Can you really be a failure in life — losing your chance to get on the escalator that goes to the top — because you did something wrong when you were only a year old? What did you do wrong? Did you wet your nappy, perhaps? Did you try to put the square block into the round hole? Or was your smile just not cute enough?
Fundoshi , baby!
I used to love watching Asashoryu, a Mongolian sumo wrestler. He made the sport seem elegant as he slipped under the grasp of bigger opponents and lifted them off their feet, or when he spun around on his heel as part of a victory celebration. He was considered small for a yokozuna at 184 centimeters tall and 145 kilograms in weight. There’s currently a wrestler, Enho, who’s just 169 cm tall and 99 kg in weight.
Recently, I found some even smaller wrestlers. My son’s nursery decided to put on a sumo tournament, and teach the toddlers to push one another out of a ring. Thus 3-year-old Yumenishiki — my son by his shikona, or sumo name — took to the ring.
I was unable to witness an actual bout between the toddlers. I wonder if they were really pushing and tripping each other? Did they have any idea of what was going on? The nursery certainly seemed proud of its tournament, though, and started displaying stars in front of the shikona of the winners of the toddler-bouts for the public to see.
When my wife went to pick up our son a short while after the end of the sumo event, she noticed pictures of the tournament on the nursery walls. Boys and girls aged 3 to 6 were displayed in fighting poses wearing nothing but a pair of pants. Sumo wrestlers do, of course, battle wearing nothing but a little fundoshi (loin cloth) around their waist.

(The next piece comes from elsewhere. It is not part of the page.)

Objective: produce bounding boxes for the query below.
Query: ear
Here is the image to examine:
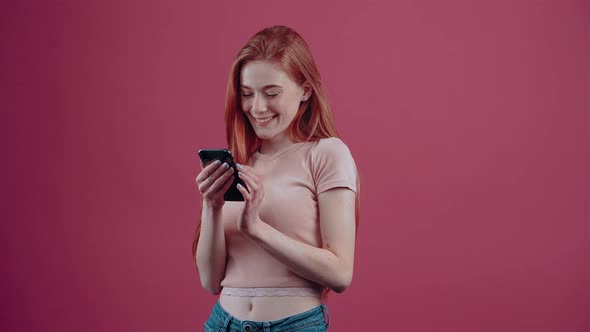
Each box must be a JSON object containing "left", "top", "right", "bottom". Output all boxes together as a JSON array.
[{"left": 301, "top": 81, "right": 313, "bottom": 101}]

My first reaction was that I couldn’t imagine an American nursery going five minutes with this policy without getting sued. Then I started to think that it may perhaps indicate an admirable refusal to go down the path of paranoid over-protectiveness. Let kids be kids, and parents be aware that the range of philosophies on offer varies widely — from mollycoddling to Spartan. And given the shortage of nursery places, you may just have to go with the flow.
Yumenishiki was one of the only toddlers to get no stars by his name over the course of the two-week tournament. I tried to teach him to trip and push an opponent, and was sorely tempted to overfeed him in order to bulk him up. When we practiced, he just came bounding over, grasped my hands, and started dancing around in a circle, singing, “Ring a Ring o’ Roses.” Perhaps it’s for the best. Having a 3-year-old with a killer instinct could be problematic.
As free as a nursery?
In October, the Japanese government enacted a law that makes child care available for 3- to 5-year-old children free of charge, if both the child’s parents are working or if they meet certain other limited conditions.

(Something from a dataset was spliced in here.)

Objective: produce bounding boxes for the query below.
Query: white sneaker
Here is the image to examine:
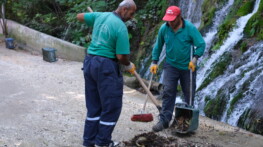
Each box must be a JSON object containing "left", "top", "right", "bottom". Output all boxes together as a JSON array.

This is no doubt a big help to many families, but free tuition doesn’t necessarily mean things won’t become costly. Parents may have to pay the costs of food, special activities, crayons and other materials, care that begins or ends beyond designated times, and so on. We had to buy a uniform for our toddler costing ¥18,000 for the new April term. He will probably grow out of it by August.
And you can make the nurseries as cheap as you like, but it is of no help if parents can’t win a suitable place. Many areas are still sorely short of day care facilities, and so can’t offer places within a reasonable commute from the parents’ home.
There are myriad other options: semi-certificated nurseries, private nurseries, kindergartens and Hoiku Mama — private individuals offering full-time child care. At least there are options as long as you yourself never fell off the escalator of life, and have the money to be choosy.
Good luck to all little people experiencing a new regime from April (hopefully). Plant your heel behind their leg, and push them hard in the chest.